The Origin of the Four Witching Days
The concept of a quadruple witching day first appeared on November 8, 2002, when the U.S. market began trading individual stock futures, turning the original triple witching day (English: Triple witching day) that had only three commodities for expiry settlement into four.
Prior to this, Triple Witch Day refers to the third Friday of each month, which is the date when stock index futures, stock index options and individual stock options expire and settle at the same time.

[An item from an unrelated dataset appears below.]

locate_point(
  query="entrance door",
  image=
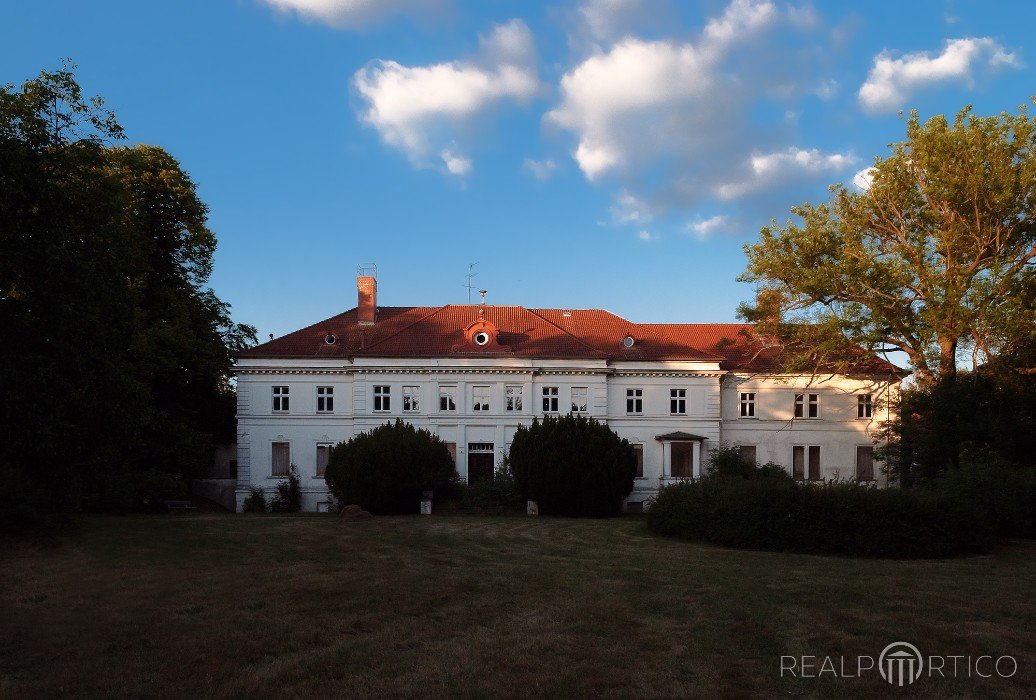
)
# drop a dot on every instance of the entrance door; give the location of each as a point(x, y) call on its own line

The influence of the Four Witching Days
The impact of the Four Witching Days on the stock market mainly includes the following aspects:
Increased trading volume: Since many investors will close or roll over their contracts before expiry settlement, or exercise their option rights, this will increase the demand and supply of transactions in the market.

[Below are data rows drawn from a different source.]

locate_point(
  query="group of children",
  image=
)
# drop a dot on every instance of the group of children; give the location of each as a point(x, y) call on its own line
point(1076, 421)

Increased volatility: Due to the increase in trading volume and investors' uncertainty about future price trends, stock prices will experience greater fluctuations and changes.
Increased arbitrage opportunities: As the price relationship between different commodities may deviate or be imbalanced, arbitrage opportunities will arise, allowing investors to take advantage of price differences to make profits.
Improved market efficiency: Since the Four Witching Days will cause the prices of many commodities in the market to become consistent or balanced, the efficiency and liquidity of the market will be improved.
Four Witching Day Strategies
The Four Witching Days may have different strategies and implications for different types of investors.
For long-term investors, the Four Witching Days may not have much of an impact on their portfolios, as they focus on long-term values and trends rather than short-term fluctuations and changes.
For short-term investors, the Four Witching Days may be an opportunity or a challenge, as they can take advantage of market volatility and arbitrage opportunities to gain profits, but they also bear higher risks and costs.
The Four Witching Day can be an important date for holders of derivatives, as they need to decide whether to close or roll over their contracts, or exercise or give up their option rights, before settlement at maturity.
Four Witching Day dates
The four witching days in 2023 are:
2023/3/17 (Friday)
2023/6/16 (Friday)
2023/9/15 (Friday)
2023/12/15 (Friday)
Summary of Four Witching Days
The Four Witching Day is a special date in the U.S. stock market, which is the maturity and settlement date for all derivative financial products. It will have a certain impact on the market, including changes in trading volume, volatility, arbitrage opportunities and market efficiency. Different types of investors need to develop their own strategies and actions based on their own goals and risk preferences.